The service interruption was due to execution of a planned maintenance that was recommended by the vendor which caused unexpected behaviour on the load balancer. 

At 6:45 PM ET, the Engineering team reverted the change and started working on stabilizing the high load in the email environment.

At 10:30 PM ET, The engineering team was able to reboot multiple systems to alleviate high load and stabilize the email environment. 

Tucows is to work with the vendor to further investigate the root cause of the unexpected behaviour on the load balancer during the maintenance. 

Thank you,

Tucows Engineering Team

Posted Mar 23, 2022 - 19:35 UTC

Resolved
All affected accounts are now accessible for sending and receiving messages, and can be accessed via webmail. This was achieved by restarting the services and controlling the deliveries until the queue was clear. Thank you for your patience as we worked to resolve this.

Incident Start Time: 03-03-2022 23:12:00 UTC
Incident End Time: 03-04-2022 03:30:00 UTC
Total Duration: 4 hours, 18 minutes
Posted Mar 04, 2022 - 04:20 UTC
Update
The resolution is trickier than expected but our team is still hard at work on it.
Next update: within 60 minutes.
Posted Mar 04, 2022 - 02:45 UTC
Identified
We've isolated the problem and are working on bringing the service back online.
Next update: within 60 minutes.
Posted Mar 04, 2022 - 01:28 UTC
Update
We really appreciate your patience.

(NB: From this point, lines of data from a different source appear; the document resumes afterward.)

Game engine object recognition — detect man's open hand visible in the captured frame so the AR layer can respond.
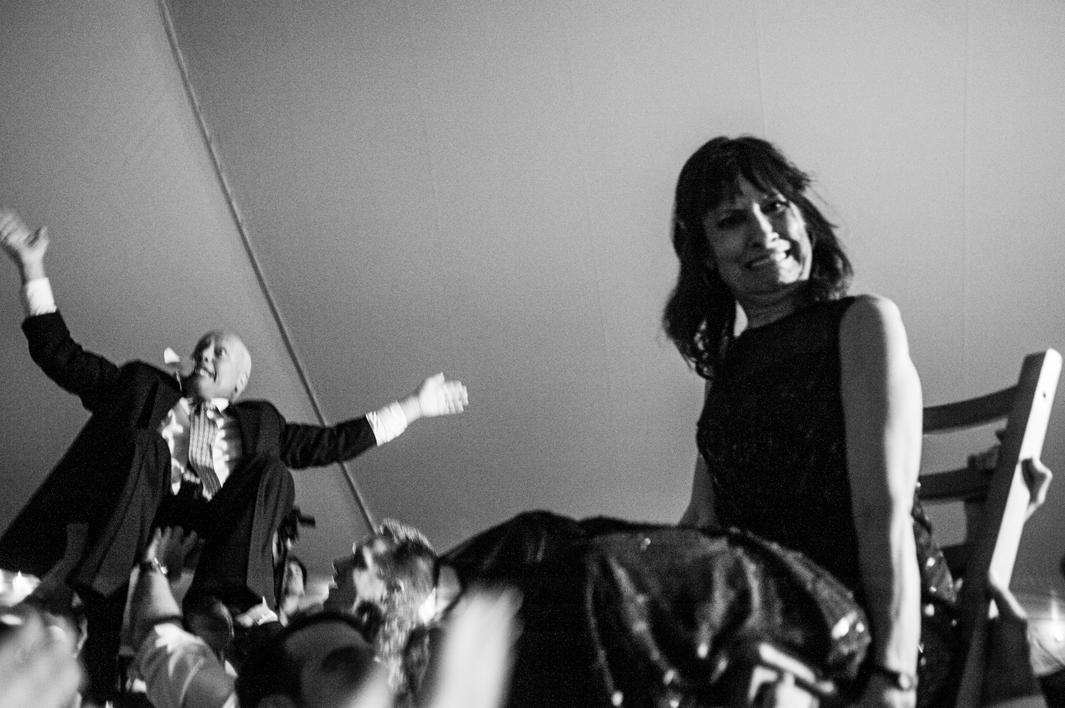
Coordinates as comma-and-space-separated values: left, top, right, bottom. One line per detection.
0, 210, 48, 271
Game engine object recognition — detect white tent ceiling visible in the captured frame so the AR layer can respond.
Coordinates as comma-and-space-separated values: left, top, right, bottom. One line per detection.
2, 0, 1064, 594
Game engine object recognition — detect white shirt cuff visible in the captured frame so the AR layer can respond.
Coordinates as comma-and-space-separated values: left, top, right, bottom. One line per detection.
366, 401, 408, 445
22, 277, 56, 317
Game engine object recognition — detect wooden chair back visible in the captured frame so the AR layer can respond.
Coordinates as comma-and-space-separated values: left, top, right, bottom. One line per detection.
736, 349, 1061, 707
919, 349, 1061, 707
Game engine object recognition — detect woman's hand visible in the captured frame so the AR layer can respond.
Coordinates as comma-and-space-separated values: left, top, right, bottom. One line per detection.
968, 438, 1053, 520
1022, 457, 1053, 519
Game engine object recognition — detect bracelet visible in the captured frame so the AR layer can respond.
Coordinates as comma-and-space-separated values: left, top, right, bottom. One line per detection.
869, 664, 917, 691
139, 557, 169, 577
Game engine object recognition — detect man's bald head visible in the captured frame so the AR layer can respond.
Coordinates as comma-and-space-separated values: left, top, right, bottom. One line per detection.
187, 330, 252, 401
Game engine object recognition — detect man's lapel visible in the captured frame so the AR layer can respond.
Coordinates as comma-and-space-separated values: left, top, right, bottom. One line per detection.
230, 403, 264, 456
146, 375, 184, 427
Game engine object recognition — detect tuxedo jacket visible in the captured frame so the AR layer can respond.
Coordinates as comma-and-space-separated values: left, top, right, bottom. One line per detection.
0, 311, 378, 584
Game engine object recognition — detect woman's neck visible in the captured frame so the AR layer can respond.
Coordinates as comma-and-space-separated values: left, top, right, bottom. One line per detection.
739, 291, 805, 329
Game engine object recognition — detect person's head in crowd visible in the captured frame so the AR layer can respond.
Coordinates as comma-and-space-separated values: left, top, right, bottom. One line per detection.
279, 555, 310, 625
325, 519, 438, 697
185, 595, 235, 661
283, 556, 309, 601
235, 610, 391, 708
326, 519, 437, 621
663, 135, 852, 381
185, 330, 252, 401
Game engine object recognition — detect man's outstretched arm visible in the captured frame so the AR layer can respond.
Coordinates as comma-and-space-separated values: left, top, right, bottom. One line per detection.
0, 209, 122, 408
0, 208, 50, 301
279, 372, 470, 468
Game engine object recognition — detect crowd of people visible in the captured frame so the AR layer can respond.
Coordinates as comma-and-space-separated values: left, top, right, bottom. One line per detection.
0, 135, 1058, 707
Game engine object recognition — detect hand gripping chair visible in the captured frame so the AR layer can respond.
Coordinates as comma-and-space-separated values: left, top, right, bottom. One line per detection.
739, 349, 1062, 707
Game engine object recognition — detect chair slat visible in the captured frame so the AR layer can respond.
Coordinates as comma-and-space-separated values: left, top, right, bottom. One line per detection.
739, 350, 1060, 708
952, 349, 1061, 707
917, 466, 991, 502
923, 386, 1016, 433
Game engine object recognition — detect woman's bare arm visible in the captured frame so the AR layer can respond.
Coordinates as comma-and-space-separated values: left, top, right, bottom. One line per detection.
680, 453, 717, 527
840, 294, 922, 706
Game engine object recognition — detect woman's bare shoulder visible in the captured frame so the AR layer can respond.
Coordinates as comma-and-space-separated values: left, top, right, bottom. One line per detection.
840, 293, 910, 359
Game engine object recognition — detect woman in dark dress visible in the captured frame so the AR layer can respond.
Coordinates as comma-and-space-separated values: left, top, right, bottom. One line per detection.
665, 136, 955, 707
444, 136, 1046, 707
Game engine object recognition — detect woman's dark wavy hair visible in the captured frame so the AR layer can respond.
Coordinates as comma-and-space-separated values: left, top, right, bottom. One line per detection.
663, 135, 852, 380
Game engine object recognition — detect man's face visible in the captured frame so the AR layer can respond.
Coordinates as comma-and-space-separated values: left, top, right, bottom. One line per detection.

We know this is a big disruption to your business and we've got all hands on deck for this.
Next update: within 30 minutes.
Posted Mar 04, 2022 - 00:59 UTC
Update
Our team is working to address this issue as quickly as we can.
Next update: within 30 minutes.
Posted Mar 04, 2022 - 00:29 UTC
Investigating
We are investigating an issue preventing some users on Cluster A from logging into Webmail, sending and receiving messages. Our engineering team has been engaged.

We will provide an update once we have additional information.
Posted Mar 03, 2022 - 23:54 UTC
This incident affected: Hosted Email (Cluster A, Webmail).